MAICOL JECSON

Mariarosa Mancuso

Tante buone intenzioni. Poca voglia di lavorare. E quindi via con la voce fuori campo, che risparmia le fatiche della sceneggiatura.

Tante buone intenzioni. Poca voglia di lavorare. E quindi via con la voce fuori campo, che risparmia le fatiche della sceneggiatura. Sarebbe anche simpatica, la storia di Andrea e Tommaso. Il quindicenne vorrebbe approfittare del lettone lasciato libero dalla madre e dal suo nuovo compagno per concupire la ragazza dei suoi sogni. Il novenne che si crede figlio di Michael Jackson – siamo nel 2009, per scongiurare la necrofilia, il Peter Pan d’America gira ancora per concerti – si mette di mezzo: parcheggiato all’ospizio dei vecchietti dal fratellone (in mancanza di un’idea più sensata) torna a casa con un nonno posticcio. Su come sia esattamente avvenuta l’adozione, il film di Francesco Calabrese e Enrico Audenino non si sbilancia, già il buco nella trama basterebbe per irritare lo spettatore. Un indizio, almeno, sarebbe gradito: se no a cosa serve una sceneggiatura? Quel che la voce fuori campo spiattella dovrebbe finire nei dialoghi. Esistono, è vero, registi americani indipendenti che la sanno usare bene: ma bisogna studiarseli prima di scopiazzarli. “Maicol Jecson” va sempre in controtempo. I giovani attori riescono a buttar via anche le poche battute dignitosamente scritte – “Ma non è pericoloso lasciare tuo fratello all’ospizio?” / “No, al massimo si becca un pedofilo” – e per il resto veniamo freddamente messi a parte di quel che passa nelle loro teste. Gli attori meno giovani – il nonno Remo Girone e la vicina di casa pettegola Stefania Casini – sfruttano l’esperienza e il mestiere, con l’effetto di far scolorire ancora di più la recitazione dei ragazzini.
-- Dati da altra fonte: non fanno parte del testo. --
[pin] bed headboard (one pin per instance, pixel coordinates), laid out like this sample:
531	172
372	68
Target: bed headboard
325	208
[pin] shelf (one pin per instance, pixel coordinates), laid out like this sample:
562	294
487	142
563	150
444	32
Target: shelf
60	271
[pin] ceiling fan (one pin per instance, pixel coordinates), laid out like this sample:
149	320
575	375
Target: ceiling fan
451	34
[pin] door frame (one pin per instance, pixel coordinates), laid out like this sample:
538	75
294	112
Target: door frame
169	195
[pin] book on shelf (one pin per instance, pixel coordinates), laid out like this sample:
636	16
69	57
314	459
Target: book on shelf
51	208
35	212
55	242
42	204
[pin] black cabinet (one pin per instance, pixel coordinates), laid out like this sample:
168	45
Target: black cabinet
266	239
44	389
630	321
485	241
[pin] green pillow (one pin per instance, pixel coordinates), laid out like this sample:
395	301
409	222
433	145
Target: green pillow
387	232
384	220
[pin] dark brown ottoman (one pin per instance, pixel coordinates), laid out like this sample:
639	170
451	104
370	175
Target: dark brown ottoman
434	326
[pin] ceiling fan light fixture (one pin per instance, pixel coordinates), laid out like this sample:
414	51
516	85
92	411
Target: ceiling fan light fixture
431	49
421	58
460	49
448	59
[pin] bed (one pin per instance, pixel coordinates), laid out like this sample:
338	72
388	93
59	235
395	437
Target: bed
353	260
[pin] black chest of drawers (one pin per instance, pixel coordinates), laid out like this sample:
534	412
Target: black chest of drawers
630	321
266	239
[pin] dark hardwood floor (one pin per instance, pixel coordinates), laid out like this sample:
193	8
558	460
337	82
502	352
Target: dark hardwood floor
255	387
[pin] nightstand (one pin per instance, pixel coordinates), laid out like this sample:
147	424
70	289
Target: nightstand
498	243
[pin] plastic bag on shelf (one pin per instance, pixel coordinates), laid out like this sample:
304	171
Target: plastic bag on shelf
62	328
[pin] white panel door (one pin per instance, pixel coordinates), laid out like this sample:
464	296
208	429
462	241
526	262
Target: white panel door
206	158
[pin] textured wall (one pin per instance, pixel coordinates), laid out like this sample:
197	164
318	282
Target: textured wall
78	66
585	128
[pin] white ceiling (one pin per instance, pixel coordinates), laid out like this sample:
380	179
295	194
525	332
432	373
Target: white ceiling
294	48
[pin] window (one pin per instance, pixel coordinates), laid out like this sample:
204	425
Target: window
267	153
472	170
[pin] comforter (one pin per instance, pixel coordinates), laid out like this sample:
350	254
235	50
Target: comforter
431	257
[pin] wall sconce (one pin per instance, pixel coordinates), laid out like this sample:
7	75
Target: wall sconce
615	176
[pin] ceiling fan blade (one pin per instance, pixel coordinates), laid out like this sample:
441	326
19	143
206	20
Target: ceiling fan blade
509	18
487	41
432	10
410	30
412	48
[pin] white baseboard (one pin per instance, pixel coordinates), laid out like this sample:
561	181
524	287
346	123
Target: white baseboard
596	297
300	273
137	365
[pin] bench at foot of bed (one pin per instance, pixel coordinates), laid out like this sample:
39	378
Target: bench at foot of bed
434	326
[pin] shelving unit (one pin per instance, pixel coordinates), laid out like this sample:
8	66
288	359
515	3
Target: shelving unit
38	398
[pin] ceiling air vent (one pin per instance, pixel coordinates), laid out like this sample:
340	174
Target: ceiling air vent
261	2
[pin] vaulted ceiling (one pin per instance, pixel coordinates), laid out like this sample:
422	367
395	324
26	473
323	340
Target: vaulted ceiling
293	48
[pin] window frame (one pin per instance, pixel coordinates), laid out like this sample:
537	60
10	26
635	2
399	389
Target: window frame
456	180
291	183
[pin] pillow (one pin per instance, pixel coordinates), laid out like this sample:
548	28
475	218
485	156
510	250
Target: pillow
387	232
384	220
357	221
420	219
Più astuta la scelta di ambientare il film in mezzo al nulla, così da suggerire “provincia americana”: i genitori mandano i figli a un non meglio precisato “summer camp”, una signora in rosa fa jogging passando e ripassando davanti alla villetta, c’è un concerto di Michael Jackson nei dintorni. Siamo nella sempre più desolata estate cinematografica italiana – a chiedere “posso vedere questo o quel film?” la risposta è “uscita tecnica, non sono previste anteprime”, come se le sale fossero chiuse al pubblico pagante. E siamo nel fai-da-te: un produttore intelligente, letto un copione che sembra una scaletta, avrebbe rimandato i registi a settembre.